Fannie and Freddie bought 25.2% of the record $272.81 billion in subprime MBS sold in the first half of 2006, according to Inside Mortgage Finance Publications, a Bethesda, Md.-based publisher that covers the home loan industry.
In 2005, Fannie and Freddie purchased 35.3% of all subprime MBS, the publication estimated. The year before, the two purchased almost 44% of all subprime MBS sold.
Three big lenders, NovaStar Financial, Deutsche Bank and BNC Mortgage, part of Lehman Brothers, sold more than half of their subprime MBS to Fannie and Freddie this year, said Andrew Analore, editor at Inside Mortgage Finance.
And Freddie Mac is reclassifying delinquencies like mad (Footnote #12) so they don't have to count them in their statements. Simply, if they reach a new payment plan for the debtor, they're out of the delinquency pool. Nevermind whether or not they actually turn things around.
So, in how many other places is the same thing going on??????????
Keith,
Thanks for the 18Sep06 MarketWatch link about Fannie's subprime exposure. I've just popped it on our sidebar.
They have hair like that because it is the official helmut of Washington DC. If you don't wear a helmut, you're not allowed on the field.
I heard a good one over the Superbowl weekend in Miami: guess who's buying up all the condo towers that are due for CO's in the second and third quarter this year--whose buyers are speculators and will never close? Hedge funds.
Fasten your seat belts, ladies and gentlemen.

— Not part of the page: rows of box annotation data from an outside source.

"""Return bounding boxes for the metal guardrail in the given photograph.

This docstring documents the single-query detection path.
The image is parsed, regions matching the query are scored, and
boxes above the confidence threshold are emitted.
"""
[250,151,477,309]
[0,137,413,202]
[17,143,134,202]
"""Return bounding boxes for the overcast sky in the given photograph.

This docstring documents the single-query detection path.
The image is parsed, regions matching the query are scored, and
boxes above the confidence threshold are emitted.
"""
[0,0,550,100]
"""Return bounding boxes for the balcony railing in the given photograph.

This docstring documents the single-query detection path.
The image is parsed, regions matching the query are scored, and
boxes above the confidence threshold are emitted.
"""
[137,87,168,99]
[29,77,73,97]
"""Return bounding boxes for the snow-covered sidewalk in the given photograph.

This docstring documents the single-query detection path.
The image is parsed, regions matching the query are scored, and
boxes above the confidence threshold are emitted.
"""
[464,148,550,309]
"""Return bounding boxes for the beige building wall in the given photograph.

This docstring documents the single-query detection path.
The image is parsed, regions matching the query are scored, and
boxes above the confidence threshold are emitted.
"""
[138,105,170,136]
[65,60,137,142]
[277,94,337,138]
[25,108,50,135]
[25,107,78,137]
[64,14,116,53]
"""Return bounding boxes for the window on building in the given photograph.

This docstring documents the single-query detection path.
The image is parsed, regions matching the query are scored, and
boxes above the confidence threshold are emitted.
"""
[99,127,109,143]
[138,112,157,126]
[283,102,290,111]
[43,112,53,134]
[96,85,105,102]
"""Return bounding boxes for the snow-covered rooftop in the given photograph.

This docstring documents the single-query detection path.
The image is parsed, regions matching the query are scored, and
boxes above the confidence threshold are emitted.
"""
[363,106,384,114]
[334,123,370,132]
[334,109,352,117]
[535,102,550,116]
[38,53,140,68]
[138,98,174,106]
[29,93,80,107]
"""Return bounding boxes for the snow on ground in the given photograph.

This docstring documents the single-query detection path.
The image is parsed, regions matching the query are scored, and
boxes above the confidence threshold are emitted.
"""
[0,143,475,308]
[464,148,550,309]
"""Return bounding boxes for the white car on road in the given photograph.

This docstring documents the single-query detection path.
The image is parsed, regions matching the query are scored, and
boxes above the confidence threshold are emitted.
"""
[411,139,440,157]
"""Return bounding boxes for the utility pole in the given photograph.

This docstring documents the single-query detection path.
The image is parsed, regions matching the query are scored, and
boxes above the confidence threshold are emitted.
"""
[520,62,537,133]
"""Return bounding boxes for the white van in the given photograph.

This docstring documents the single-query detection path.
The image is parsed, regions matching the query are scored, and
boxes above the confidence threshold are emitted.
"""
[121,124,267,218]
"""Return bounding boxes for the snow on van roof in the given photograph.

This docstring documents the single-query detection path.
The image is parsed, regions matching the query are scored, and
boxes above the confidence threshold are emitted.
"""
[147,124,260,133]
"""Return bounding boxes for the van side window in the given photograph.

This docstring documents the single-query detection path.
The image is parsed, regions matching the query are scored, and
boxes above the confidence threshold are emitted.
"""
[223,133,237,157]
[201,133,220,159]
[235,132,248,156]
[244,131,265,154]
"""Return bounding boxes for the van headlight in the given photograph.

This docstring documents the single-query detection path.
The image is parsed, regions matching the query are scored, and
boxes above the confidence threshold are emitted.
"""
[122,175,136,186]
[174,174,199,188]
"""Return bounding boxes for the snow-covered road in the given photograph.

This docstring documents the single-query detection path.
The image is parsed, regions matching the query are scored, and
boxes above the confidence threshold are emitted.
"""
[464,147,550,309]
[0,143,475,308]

Metro - couldn't be farther from the truth. Fannie and Freddie are the big subprime bagholders.
++++++++++
So now we know why Fannie and Freddie can't seem to get their financial accounts in order. They are BANKRUPT and the government has buried the news to save consumer confidence and, thus, the economy.
Fannie and Freddie are the oversite for home lending especially for the low income borrower. They package subprime loans and sell them on the open market. Problem is they don't have a clue which ones are bad and where the documentation can be found. They also set the loan limit for conforming and jumbo loans.
This is as bad as it gets for housing. Noone is minding the store!!!
The hair bothers me....problem is mine looks like that!
But I'm not trying to fleece the world!!!!
He looks like he just smelled his sh*t and found out it wasn't made of marble!
Question - What happens when the government tries to solve problems?